- Born: c. 1980/1981 Philippines
- Died: September 1, 2009 Quezon City, Philippines
- Occupation: Film critic
- Partner: Nika Bohinc

= Alexis Tioseco and Nika Bohinc =

Filipino film critics and murder victims

Alexis Tioseco and Nika Bohinc were film critics who were murdered on 1 September 2009 in Quezon City, Philippines. Prior to their deaths, the two had been living as a couple. Tioseco was a Filipino Canadian film critic and a film professor at the University of Asia and the Pacific. Recognized as an advocate of Southeast Asian cinema and as Philippine cinema's most passionate champion, he was named by the Philippine Star in 2005 as "one of the most important young people in the Philippines today" for his efforts to promote his nation's cinema. He was the editor of the Southeast Asian film journal Criticine. Bohinc was a Slovene film critic.

==Biographies==
Tioseco was born in the Philippines, but moved with his family to Canada in 1983. In 1996, he returned to the Philippines where he completed his college studies and worked in the family business.

Tioseco credited the Lav Diaz film Batang West Side as having awakened his interest in Philippine cinema.
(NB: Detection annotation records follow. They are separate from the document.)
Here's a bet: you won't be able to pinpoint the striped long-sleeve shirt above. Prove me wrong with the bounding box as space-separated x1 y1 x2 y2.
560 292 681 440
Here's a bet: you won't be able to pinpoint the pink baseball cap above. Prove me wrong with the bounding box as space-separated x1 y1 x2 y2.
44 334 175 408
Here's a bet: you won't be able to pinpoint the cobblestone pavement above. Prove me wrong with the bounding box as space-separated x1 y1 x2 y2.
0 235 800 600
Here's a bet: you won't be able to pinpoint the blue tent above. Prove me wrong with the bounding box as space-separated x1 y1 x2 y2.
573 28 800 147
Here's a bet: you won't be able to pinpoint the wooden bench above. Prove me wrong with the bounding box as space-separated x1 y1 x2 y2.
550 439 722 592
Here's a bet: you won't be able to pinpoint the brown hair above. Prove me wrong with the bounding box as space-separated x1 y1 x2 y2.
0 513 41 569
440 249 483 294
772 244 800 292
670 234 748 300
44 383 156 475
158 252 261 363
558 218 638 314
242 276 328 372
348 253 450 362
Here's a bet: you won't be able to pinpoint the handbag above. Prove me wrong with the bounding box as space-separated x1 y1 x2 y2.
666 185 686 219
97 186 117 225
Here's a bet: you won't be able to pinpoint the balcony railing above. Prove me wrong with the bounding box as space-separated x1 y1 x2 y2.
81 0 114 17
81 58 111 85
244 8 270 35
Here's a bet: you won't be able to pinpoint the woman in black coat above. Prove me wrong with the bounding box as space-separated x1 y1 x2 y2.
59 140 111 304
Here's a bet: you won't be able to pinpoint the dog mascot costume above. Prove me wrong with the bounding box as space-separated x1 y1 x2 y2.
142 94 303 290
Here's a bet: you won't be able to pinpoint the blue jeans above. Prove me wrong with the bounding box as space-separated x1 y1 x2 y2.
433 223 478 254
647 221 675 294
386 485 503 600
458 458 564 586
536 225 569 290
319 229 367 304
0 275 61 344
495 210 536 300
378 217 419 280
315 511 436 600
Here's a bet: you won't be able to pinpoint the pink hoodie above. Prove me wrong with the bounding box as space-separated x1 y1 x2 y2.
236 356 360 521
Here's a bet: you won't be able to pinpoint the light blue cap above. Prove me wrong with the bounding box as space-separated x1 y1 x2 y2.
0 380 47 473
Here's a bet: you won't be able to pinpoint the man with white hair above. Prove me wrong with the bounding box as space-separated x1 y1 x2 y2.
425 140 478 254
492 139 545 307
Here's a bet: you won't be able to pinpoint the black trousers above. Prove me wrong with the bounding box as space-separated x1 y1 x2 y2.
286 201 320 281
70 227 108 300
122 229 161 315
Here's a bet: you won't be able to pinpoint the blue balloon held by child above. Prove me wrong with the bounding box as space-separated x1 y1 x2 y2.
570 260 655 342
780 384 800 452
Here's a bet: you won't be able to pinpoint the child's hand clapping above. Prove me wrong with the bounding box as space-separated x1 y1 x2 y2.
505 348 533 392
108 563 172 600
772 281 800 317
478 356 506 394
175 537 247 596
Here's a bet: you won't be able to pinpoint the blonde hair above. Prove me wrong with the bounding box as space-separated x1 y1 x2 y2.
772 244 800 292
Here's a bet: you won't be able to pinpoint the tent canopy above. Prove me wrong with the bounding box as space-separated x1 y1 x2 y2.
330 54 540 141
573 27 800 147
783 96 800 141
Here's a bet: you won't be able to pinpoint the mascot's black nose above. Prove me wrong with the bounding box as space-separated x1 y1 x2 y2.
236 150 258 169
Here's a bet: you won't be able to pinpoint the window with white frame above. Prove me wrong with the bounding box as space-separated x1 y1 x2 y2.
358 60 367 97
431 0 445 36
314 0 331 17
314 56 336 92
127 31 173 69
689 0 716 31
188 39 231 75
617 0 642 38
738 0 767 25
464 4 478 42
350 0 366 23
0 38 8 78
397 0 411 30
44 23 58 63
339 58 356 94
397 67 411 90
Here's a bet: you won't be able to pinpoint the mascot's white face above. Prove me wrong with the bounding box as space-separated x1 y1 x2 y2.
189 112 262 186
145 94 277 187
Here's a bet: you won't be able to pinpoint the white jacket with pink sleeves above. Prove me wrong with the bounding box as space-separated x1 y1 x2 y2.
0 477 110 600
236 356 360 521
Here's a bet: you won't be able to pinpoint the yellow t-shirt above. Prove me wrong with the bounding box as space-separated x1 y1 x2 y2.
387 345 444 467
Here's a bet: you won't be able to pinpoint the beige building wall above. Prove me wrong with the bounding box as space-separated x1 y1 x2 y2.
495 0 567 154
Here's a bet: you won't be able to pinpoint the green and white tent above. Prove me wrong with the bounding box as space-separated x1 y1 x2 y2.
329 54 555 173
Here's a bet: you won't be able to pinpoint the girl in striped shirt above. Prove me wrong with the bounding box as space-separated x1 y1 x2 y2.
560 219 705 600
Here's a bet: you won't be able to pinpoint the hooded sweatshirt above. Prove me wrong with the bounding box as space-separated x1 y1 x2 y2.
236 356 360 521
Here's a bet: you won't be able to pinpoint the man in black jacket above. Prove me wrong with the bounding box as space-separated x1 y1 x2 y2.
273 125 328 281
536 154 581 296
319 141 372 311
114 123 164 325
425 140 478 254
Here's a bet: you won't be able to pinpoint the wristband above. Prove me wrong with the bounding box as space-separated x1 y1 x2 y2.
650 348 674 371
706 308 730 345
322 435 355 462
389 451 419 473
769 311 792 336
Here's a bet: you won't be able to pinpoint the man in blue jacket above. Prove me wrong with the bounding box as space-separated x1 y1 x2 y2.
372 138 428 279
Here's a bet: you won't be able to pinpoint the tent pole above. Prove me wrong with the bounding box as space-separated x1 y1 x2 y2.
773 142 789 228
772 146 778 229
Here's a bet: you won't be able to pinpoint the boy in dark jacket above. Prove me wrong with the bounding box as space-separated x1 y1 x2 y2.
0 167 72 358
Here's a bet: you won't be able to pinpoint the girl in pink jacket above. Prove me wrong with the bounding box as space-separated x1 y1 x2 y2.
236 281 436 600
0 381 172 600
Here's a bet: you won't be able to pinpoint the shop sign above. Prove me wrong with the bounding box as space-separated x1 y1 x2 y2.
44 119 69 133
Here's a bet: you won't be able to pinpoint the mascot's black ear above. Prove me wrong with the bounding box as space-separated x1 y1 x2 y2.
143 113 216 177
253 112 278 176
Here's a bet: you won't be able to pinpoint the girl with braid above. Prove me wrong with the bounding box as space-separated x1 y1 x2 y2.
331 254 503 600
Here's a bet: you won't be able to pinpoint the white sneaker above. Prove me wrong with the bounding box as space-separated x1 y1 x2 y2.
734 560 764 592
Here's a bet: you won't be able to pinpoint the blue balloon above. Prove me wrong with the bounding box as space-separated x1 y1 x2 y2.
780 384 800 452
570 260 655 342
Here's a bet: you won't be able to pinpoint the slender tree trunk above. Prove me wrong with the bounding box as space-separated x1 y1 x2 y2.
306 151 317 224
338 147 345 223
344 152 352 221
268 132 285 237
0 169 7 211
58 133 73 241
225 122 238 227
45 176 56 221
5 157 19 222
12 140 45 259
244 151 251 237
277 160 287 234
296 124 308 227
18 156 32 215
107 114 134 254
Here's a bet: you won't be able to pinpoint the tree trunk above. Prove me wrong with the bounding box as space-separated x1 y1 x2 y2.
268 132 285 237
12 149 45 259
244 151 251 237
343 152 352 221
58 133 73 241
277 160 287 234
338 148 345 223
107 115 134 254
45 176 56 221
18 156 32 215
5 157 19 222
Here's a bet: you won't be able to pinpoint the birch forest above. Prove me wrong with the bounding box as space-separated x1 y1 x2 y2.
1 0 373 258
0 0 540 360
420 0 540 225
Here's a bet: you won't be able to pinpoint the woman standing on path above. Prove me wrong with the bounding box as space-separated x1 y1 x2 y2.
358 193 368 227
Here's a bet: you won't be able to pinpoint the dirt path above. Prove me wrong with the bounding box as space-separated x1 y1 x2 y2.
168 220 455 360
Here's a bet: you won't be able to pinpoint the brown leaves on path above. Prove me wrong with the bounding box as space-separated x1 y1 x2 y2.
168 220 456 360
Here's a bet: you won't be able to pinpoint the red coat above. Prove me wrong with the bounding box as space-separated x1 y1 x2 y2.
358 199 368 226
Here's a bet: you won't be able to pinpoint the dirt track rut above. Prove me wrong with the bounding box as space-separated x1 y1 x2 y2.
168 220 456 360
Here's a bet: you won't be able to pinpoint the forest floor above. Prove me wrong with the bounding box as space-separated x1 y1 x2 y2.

He established a website, criticine.com, which was hailed in Filmmaker as "arguably the most influential, intelligent blog on Southeast Asian cinema". Tioseco became known for his efforts to expose foreign audiences to Philippine independent cinema. He helped organize established filmmakers in a failed attempt to seek reforms to the Metro Manila Film Festival.

His 2008 article in Rogue, styled as a love letter to his partner Nika Bohinc, was later named by American film writer Gabe Klinger, writing in The Auteurs, as "the definitive manifesto on Philippine film [that] will soon become a canonical piece of critical writing." Apart from Rogue, Tioseco contributed to The Philippine Star, Screen International and Senses of Cinema, as well as to catalogues of the Torino and Pesaro International Film Festivals. At the time of his death in 2009, he was a regular contributor to UNO, a Philippine men's magazine. He likewise joined the faculty of the Arts Department of the University of Asia and the Pacific. Tioseco also participated as a jury in several international film festivals. It was at the 2007 Rotterdam Film Festival that the Slovenian film critic Nika Bohinc would become Tioseco's romantic partner.

==Murders==
On the night of 1 September 2009, Tioseco was killed at his Quezon City home in an apparent burglary staged by three armed men who fled the scene. He was 28 years old. Bohinc, who had moved to the Philippines to be with Tioseco, was also slain. Police were investigating the participation in the crime of a stay-in housemaid recently hired by Tioseco, who had fled together with the suspects.

Tioseco is interred at the family mausoleum in Angeles City.

On 26 February 2016, the woman accused in the murders of the couple was arrested in Angeles City. In May 2018, Criselda Dayag (formerly the couple's housemaid) was convicted of robbery with homicide, and sentenced to forty years imprisonment.